SHANE KERR: I will make some popcorn. Fantastic.

AUDIENCE SPEAKER: Andrew Dul from ARIN, but I am not speaking for ARIN at this point. The one thing I would like people to remember is that we tonight have ‑‑ the numbers community today doesn't have a formal agreement with IANA and that is what the SLA is about, and that is currently in the process of being negotiated in an open manner and I am really pleased to see that that is occurring in an open manner. But as the document changes and it gets longer, I think it's easy for to us kind of check out and say, you know, it's going pretty good binge we need to have the stamina to continue to review the document even though it does get longer as time goes on, and continue to contribute feedback publically, affirming that as our agreement if that is really what we want because it's really important, in my opinion, that we have the positive feedback from the community that this is the agreement that we all agreed to, this meets our principles, because having the positive feedback loop is important, in my opinion, to confirming that this is the direction we want to go for the long‑term.


ATHINA FRAGKOULI: Maybe it's worth mentioning that the third draft SLA is also published, along with changes from the previous draft and along with a matrix with individual comments and in the way we have handled these individual comments. Now, it's time for ICANN lawyers to give their feedback and we are looking forward to that.

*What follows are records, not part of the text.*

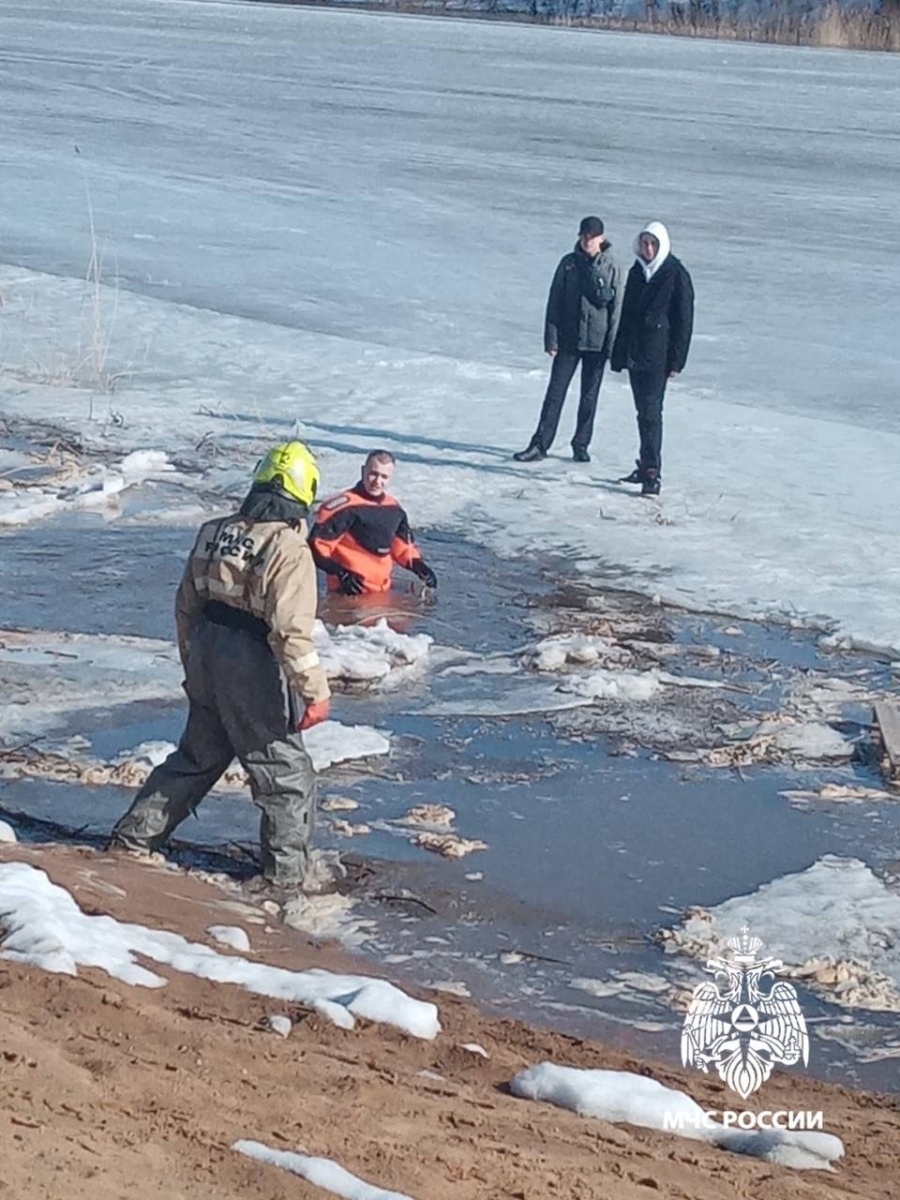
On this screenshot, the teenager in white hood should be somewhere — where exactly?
[610,221,694,496]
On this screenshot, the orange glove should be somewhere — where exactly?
[298,700,331,733]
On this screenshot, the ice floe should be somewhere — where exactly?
[304,721,391,770]
[0,863,440,1039]
[660,854,900,1012]
[314,617,432,691]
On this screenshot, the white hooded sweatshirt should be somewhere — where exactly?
[635,221,672,283]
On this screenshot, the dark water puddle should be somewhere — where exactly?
[0,518,900,1087]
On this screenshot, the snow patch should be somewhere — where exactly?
[206,925,250,954]
[0,863,440,1040]
[304,721,391,772]
[510,1062,844,1170]
[313,617,433,691]
[232,1140,412,1200]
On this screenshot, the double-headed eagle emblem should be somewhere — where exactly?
[682,925,809,1099]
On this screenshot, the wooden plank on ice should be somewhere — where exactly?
[875,700,900,781]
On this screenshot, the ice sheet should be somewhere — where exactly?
[0,7,900,648]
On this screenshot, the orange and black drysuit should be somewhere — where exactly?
[310,482,437,595]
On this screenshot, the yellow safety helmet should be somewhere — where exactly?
[253,442,319,508]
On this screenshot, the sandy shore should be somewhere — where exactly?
[0,846,900,1200]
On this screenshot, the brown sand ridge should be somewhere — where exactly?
[0,846,900,1200]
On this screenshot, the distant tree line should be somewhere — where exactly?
[283,0,900,50]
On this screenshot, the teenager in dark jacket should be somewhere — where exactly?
[512,217,622,462]
[610,221,694,496]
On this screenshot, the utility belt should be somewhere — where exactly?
[203,600,269,642]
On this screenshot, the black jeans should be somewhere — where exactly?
[628,371,668,475]
[530,350,606,454]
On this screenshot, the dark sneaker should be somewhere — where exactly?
[512,446,547,462]
[619,461,643,484]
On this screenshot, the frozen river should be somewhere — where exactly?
[0,0,900,432]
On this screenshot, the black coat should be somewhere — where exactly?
[610,254,694,374]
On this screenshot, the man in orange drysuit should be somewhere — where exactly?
[310,450,438,596]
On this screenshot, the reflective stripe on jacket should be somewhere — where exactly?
[175,515,330,703]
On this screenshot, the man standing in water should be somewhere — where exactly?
[112,442,330,888]
[310,450,438,596]
[610,221,694,496]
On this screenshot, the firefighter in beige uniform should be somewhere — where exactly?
[112,442,330,887]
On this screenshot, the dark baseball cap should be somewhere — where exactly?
[578,217,604,238]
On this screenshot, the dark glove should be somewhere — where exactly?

CHRIS BUCKRIDGE: Those documents are on

AUDIENCE SPEAKER ‑ Martin Seebe: RIPE ‑‑ co‑chair of the accountability group but I am speaking only for myself. Very short and clear reminder: Before the NTIA announcement, RIPE ‑‑ the numbers community and the IETF and protocols community didn't ask for any transition at the ‑‑ but the numbers community, part of it at least, did ask for transition before even having that announcement, maybe thanks no Snowden or anybody else the NTIA announcement came and the main community sees that community and the numbers community and the protocols community had a choice, either to jump on the train or to leave the seat empty. I think that that was the good choice to jump in the train and I personally proud of the numbers community work and the protocol but come on, let's not complain; that is the easiest work. And in terms of accountability now, you said it many times: there is little impact on the whole work of accountability on the numbers community. That means whatever, the outcome is bad, it's little impact for you, so my question is: Why are you repeating, we would compromise, jeopardise, etc., etc.? What is the worst case for the numbers community besides waste of time, energy, disappointment, so if the if says you are too late, I withdraw my ‑‑ is comfortable for you so I can't understand why are you pushing a ‑‑ push this CCWG to deliver but I can't understand is there any rationale behind really pushing in that way? Of course you deserve champagne but I don't think ‑‑ understand what is the greatest risk for the numbers community and what is the really ‑‑ what is compromised for you?

CHRIS BUCKERIDGE: A very quick answer for that.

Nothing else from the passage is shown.